Attorney General Gurbir S. Grewal and the New Jersey Division of Consumer Affairs announce three new regulatory actions by the State Board of Nursing to advance the State’s efforts to ensure that career education programs, including those at for-profit schools, provide students with pathways to success in their chosen professions and deliver on their promises to prospective students.
The three rules announced this week will (1) bolster the standards for nursing education programs operating with provisional accreditation or on probationary status, (2) prevent schools from abusing exit examinations to falsely inflate their success rates or garner extra tuition; and (3) establish faculty and administrative standards and guidelines to ensure that nursing education programs teach student nurses to practice with skill, knowledge, care, and competence.
The new rules will apply to more than 60 schools that have obtained or are seeking Board accreditation for their nursing education or training programs.
“Students who pursue career education in order to improve their job prospects or to obtain a professional license should see a return on their investments,” said Attorney General Grewal. “With these new rules in place, nursing students should feel more confident than ever that they are pursuing educational programs that will help them build successful careers in the noble profession they have chosen.”
Consumer Affairs Deputy Director Howard Pine said: "The purpose of these regulations is to establish rules that nursing programs can follow to obtain and maintain accreditation as they implement training that adequately prepares students to become licensed to practice nursing.
New nursing school rules by NJ Dept of Consumer Affairs:
-Under the new rule, nursing programs must inform students if their accreditation status is provisional. They also may graduate only one class per calendar year, and must employ experienced program administrators. Provisionally accredited program will not be granted accreditation unless, within either the first or second calendar year after its first graduates complete the program, 75 percent of the graduates who take the national nurse licensing examination in each calendar year pass the examination the first time they take it.
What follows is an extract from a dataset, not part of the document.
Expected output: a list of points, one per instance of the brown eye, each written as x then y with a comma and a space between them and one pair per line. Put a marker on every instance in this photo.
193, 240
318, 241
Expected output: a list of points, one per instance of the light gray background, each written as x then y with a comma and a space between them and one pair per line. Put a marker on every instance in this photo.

Otherwise they must cease operations, and officers/directors/owners may not reapply for three years.
-One rule proposal seeks to stop schools from abusive exit-exam practices. Requiring students to pass a pre-graduation predictor or exit examination before graduation can inflate a school’s passage rate for the national examination, and result in students unexpectedly paying more in tuition.
Some programs that are in danger of losing accreditation due to graduates’ lower passage rates have required students to take a pre-graduation predictor or exit examination that assesses their likelihood of passing the national licensing examination. Those who do not pass the predictor or exit examination are not allowed to graduate, and instead are effectively held back although they have otherwise met all graduation requirements. As a result, the weaker students cannot take the licensing examination and adversely affect their school’s passage rate or endanger its accreditation status. The proposed rule would end this practice. Although the proposal would allow nursing education programs to require students to take a predictor examination at the end of the program, programs would no longer be allowed to prevent students from graduating or taking a licensing examination based on their performance on the predictor examination.
3. Included in the second rule proposal:
• Improving access to online education;
• Requiring nursing program administrators to have three years of experience with a background in curriculum development;
•Requiring that half of practical nursing program’s faculty hold master’s degrees;
• Expanding the role of registered professional nurses in providing and supervising clinical education.